Absolutely. That was right at the beginning. There are games in which the idea that you start to play the campaign, and you’re immersed in some world and you think it’s cool and you’re investing yourself in some kind of building and some story and some character and then you want to play cooperative or you want to play competitive and it’s a whole different progression, sometimes on a different disk, sometimes a different executable. There is this tremendous opportunity there that you can see in other genres. It makes you feel like you can play competitive for two weeks and then come back to playing some cooperative experience, and you actually help yourself. Your character was better, can go more places, do more things. Right away for sure that was one of the huge opportunities that we saw. It’s frustrating in a good way, because I’m enjoying these games that I’m playing, but it’s frustrating because I’m enjoying this game and then to play with my friends I have to do what? There’s a whole new kind of progression that I’m not able to take back. I wanted it to be different.

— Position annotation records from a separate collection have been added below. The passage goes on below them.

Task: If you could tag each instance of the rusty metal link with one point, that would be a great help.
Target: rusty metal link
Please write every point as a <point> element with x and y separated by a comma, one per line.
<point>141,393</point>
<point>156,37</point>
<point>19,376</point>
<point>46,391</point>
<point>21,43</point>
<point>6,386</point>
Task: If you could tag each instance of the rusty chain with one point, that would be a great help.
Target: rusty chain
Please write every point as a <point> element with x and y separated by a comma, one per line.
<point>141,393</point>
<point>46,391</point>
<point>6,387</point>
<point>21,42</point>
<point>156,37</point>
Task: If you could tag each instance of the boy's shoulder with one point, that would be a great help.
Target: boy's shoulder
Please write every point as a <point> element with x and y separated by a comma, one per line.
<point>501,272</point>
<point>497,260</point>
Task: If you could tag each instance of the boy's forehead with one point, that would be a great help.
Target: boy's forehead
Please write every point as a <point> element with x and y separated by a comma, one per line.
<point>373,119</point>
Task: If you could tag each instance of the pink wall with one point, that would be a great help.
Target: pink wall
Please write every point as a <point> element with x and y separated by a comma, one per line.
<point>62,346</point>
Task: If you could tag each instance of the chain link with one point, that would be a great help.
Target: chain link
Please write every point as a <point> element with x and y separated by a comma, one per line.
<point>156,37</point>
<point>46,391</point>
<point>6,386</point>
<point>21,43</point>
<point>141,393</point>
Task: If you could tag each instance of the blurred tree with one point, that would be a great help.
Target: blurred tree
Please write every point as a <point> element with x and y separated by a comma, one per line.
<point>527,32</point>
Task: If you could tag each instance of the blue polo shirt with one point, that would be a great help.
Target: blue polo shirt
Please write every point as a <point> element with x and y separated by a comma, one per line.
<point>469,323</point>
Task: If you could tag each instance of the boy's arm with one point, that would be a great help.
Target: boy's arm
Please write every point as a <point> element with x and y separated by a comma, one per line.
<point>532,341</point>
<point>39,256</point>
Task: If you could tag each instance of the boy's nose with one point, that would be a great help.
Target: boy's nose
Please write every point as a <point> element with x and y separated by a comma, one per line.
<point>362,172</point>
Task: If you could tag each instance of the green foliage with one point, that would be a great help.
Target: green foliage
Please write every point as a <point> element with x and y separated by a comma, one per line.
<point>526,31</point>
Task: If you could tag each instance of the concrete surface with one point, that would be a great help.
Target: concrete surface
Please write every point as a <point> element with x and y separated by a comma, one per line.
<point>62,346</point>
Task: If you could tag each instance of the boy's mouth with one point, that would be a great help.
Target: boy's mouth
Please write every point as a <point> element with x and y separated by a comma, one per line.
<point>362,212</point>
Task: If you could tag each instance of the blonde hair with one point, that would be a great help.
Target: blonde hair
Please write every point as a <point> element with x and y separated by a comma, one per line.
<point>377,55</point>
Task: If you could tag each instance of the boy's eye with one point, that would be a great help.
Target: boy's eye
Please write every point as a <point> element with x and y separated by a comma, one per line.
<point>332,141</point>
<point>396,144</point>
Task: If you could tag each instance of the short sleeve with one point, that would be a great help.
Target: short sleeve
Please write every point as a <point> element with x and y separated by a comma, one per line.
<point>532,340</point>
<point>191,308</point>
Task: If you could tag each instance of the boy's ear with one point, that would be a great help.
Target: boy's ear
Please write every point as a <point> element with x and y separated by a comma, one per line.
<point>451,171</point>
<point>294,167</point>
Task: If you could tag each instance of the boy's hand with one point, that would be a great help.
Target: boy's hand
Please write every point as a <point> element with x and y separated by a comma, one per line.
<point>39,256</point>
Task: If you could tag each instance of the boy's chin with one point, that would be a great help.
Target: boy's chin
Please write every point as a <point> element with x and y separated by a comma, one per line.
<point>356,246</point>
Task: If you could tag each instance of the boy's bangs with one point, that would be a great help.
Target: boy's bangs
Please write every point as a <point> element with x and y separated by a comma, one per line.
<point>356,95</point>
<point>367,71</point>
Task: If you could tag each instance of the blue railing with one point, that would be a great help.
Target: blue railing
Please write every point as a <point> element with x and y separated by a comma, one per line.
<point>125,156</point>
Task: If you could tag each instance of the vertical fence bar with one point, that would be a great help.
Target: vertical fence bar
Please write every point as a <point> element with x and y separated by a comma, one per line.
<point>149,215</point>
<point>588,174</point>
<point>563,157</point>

Your team was coming off of the decade of a franchise about a sci-fi character who’s got big armor and guns and shoots aliens. Is it just that you and the team really love science-fiction? What brought you back to the genre?

I would say that this place we’re going it is exciting to me. It’s different. There’s more – there’s so many bad ways to say it – sci-fantasy. There are guns and tanks and spaceships and travel between other worlds, but there’s also dens of wicked creatures living under the Earth with awesome s--- you can go get, take from them, and bring out and make yourself more powerful – that’s more of a fantasy bit, and I think it was really appealing to bring that kind of mystery and adventure into the shooter. It’s a different approach from the heart of the military, which I think we have a lot of in console gaming right now. I’ve played all the shooters in the last two or three years. We thought we could bring something new to that, which is the idea: yes to the science and yes to the space ships, but there is also wonder and mystery and adventure. We could out on the frontier and see good fortune and it meant something. In the way you would in a fantasy game. That is hugely appealing to me, and to us. And another one of the opportunities that we wanted to take advantage of that would have been difficult with a previous IP.

What you eventually got to was this detailed world-building idea of the Traveler, the last city, and the solar system as a setting. Where did that begin?

Game stories are really unique, because you want a world that’s compelling to be in. It’s the first pillar of Destiny. The world that players want to be in – it can’t be repugnant or push you away or be some place you don’t want to return to. I think I can enjoy those worlds for a while and I think there are games that I play that have totally compelling worlds that are awesome to visit, but some place that you want to live in that you want to return to for weeks and weeks in a row. One of the things that we wanted was to build a world that was welcoming. Full of danger and mystery and horror, but to have it – you can see in the concept art – be at the same time beautiful and compelling and interesting, and draw you into that. In coming up and trying to find this story that we wanted to tell, I had a bunch of stuff just written down, archived, notebooks, ideas for stories that I think would be great for a more linear media like a book or movie or something like that.

Game stories need to be so different from more linear stories. They need to support, in our case, multiple protagonists acting over a long time. They need to supply with you with an endless stream of evil to fight hand-to-hand over and over again. And there are some stories that just don’t sustain that. I said two things there. One of them is we wanted a really welcoming world even if it was very dangerous and in some cases full of horror. And the other thing was that we did on the way is push to the wayside a bunch of stories that just didn’t give us this feeling.

Our very first metaphor was a candle in darkness, or Camelot in the middle of the untamed frontier. There was a place you could go that you could be safe, put your feet back, and look out over a sunset. I’m being totally metaphorical here. Interact with other players. You can trade stuff. Buy s---. I knew on all sides you were surrounded by the wicked frontier, the adventure, the mystery. We built a bunch of different stories like that, but we were trying to create something big that we can build in. A world that was going to let us live in it for a long time – that was going to let us tell a lot of different stories. A world that was actually okay with us telling stories that were great instead of turning away stories that were great – if that makes sense. There were a lot of great video game worlds that can only tell one kind of story. We wanted to get away from that.